Dulce Frau, Locales Conectados

"Think creatively and from a mindset of abundance when it comes to overcoming challenges and achieving key business milestones. The path forward is almost never linear nor clear, so being resourceful and audacious in enlisting the right type support will save you time, money and energy."

Jennifer Gomez, oneKIN

What is a trend in fintech that you find the most interesting?

"With digital customers becoming more digitally fatigued every day, users are becoming more picky and harder to impress. We’ve seen how multiple fintechs are innovating in simple onboarding processes and more direct communication channels. Fintechs are trying really hard to bring great experiences (i.e., personalized account manager, WhatsApp conversations for questions and marketing, videos and reels explaining their benefits, short, easy-to-understand terms and conditions, one-step logins, etc.). And they take it beyond the traditional digital channels, even going as far as doing physical enhancements to the digital experience (gift deliveries with your new credit card)."

Maite Muñiz, Truora

"I love how everyone now is truly valuing the power of community and in that of high personalization. Everything that I do is based on this principle and I love to see it more and more. People now say 'Community is the new product.'"

Beatriz Acevedo, SUMA Wealth

"The development of blockchain technology and how it will continue to evolve. After last year’s web3 hype and the disappointment that followed, especially in relation to crypto and NFT’s, there has been a general cooling of sentiment towards blockchain. The last cycle was based upon a lot of opportunistic behavior with a lot of people not really understanding what they were investing in.
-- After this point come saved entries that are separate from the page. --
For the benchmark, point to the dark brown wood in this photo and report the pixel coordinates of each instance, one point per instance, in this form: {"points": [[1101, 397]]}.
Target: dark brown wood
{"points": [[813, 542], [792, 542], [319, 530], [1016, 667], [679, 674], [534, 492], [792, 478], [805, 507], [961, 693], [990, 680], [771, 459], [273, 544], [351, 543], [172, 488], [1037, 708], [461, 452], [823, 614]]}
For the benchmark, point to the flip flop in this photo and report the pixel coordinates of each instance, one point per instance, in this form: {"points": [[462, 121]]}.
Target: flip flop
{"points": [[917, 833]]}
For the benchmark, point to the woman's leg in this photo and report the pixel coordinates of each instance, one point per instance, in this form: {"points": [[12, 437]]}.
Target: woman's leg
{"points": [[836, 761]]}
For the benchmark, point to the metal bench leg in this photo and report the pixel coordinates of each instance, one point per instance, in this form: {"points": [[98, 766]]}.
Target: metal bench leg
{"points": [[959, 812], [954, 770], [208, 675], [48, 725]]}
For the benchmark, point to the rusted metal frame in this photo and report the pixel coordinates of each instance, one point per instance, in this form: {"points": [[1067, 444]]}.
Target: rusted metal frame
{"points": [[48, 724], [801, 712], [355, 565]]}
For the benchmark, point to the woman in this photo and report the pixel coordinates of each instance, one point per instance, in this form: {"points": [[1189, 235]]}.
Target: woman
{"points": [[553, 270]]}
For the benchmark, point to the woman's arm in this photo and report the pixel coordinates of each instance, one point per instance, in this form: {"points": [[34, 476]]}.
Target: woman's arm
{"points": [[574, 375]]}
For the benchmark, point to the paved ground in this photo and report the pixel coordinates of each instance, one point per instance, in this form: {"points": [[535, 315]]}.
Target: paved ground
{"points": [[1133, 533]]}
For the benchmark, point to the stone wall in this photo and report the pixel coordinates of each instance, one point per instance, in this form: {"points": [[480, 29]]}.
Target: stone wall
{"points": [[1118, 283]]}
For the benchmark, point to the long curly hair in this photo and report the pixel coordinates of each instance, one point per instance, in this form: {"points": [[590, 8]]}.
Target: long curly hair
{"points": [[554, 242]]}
So it will be exciting to see how real use-cases will be developed on top of this technology, rather than just this opportunistic approach that we’ve seen in the recent past."

Raiha Buhanan, Gigapay 

What technology do you think has the most potential for transforming your sector?
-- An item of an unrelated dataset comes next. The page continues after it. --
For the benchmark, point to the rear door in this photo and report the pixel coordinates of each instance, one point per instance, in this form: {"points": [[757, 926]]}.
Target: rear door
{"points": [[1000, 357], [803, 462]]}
"I think the challenge is not in the technology itself, but in the ability of the market to make that technology reach the largest number of people, especially those who are financially excluded. Creating technology for the sake of creating it makes no sense if we don't strive put it into the hands of people and respond to their needs, particularly those who have the lower income and represent the majority of the world’s population."

Dulce Frau, Locales Conectados

"Responsible AI I think can change the world, but in fintech specifically having the ability to build a smart and highly personalized product, particularly for communities that have not trusted the financial system, can be very powerful. AI-enabled financial insights should feel like a family member is coaching you."